Avery Goes on the “Mend” with Bredesen
Dale Bredesen, an M.D. and the director of UCLA’s Easton Laboratories for Neurodegenerative Disease Research, sold a book called MEND to Caroline Sutton at Avery Books. Sutton took world rights (excluding U.K./Commonwealth) to the title from John Maas and Celeste Fine at Sterling Lord Literistic. The book lays out the author’s MEND (Metabolic Enhancement for Neurodegenerative Disorders) program, which details how to halt the mental decline brought on by Alzheimer’s disease. Avery said the program is “based on the first peer-reviewed published research describing the reversal of Alzheimer’s” and “offers new hope grounded in science.”

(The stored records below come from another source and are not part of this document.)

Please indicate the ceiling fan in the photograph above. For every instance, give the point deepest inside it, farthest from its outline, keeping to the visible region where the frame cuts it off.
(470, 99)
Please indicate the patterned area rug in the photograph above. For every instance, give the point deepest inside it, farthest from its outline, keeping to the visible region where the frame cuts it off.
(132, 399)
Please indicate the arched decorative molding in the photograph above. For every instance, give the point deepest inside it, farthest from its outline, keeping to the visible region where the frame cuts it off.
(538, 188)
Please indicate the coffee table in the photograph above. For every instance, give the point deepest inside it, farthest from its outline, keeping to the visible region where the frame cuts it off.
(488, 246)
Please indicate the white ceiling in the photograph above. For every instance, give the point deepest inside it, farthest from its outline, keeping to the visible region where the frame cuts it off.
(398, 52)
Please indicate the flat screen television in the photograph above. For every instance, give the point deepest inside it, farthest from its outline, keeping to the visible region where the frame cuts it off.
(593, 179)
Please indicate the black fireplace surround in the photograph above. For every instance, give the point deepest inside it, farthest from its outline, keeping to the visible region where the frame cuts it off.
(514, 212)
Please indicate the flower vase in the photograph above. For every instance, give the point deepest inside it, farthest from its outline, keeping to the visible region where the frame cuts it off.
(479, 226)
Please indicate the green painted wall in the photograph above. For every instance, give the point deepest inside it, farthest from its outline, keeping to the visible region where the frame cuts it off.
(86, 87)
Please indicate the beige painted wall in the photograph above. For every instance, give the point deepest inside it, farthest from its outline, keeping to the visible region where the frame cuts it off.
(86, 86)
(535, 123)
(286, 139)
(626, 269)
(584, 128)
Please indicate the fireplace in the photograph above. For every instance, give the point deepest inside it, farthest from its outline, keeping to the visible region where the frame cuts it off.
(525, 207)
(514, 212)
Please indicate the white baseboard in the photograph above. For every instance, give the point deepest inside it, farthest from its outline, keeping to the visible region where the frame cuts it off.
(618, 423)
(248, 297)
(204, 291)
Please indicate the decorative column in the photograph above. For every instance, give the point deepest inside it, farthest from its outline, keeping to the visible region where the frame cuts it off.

Brown Gets Close to “Earth” at Custom House
For HarperCollins’s Custom House imprint, Geoff Chandler preempted world rights to David W. Brown’s One Inch from the Earth. Brown is a correspondent for the Atlantic and the book, which Dunow, Carlson & Lerner’s Stacia Decker represented, is about NASA’s Europa mission (established to launch a spacecraft into the orbit of Jupiter). Custom House said the book features “persevering scientists as its heroes, the planet Mars as the villain, and an unlikely savior in the form of a Tea Party congressman who believes he’s on a mission from God to find a second Garden of Eden on Jupiter’s sixth moon.”
Skyhorse Lands a Lennon
Bethany Buck, at Skyhorse Publishing’s Sky Pony Press, took North American rights to three children’s books by Julian Lennon. The bedtime titles, written with bestselling author Bart Davis (The Midnight Partner), were sold by Robert Gottlieb and Alyssa Eisner Henkin at Trident Media Group. The first book in the series, Touch the Earth, is inspired by Lennon’s 2007 documentary, Whaledreamers, and is aimed at children ages three to six; it’s set for April 2017, to coincide with Earth Day. The second and third books in the series are scheduled, respectively, for 2018 and 2019. An illustrator for the project is yet to be chosen.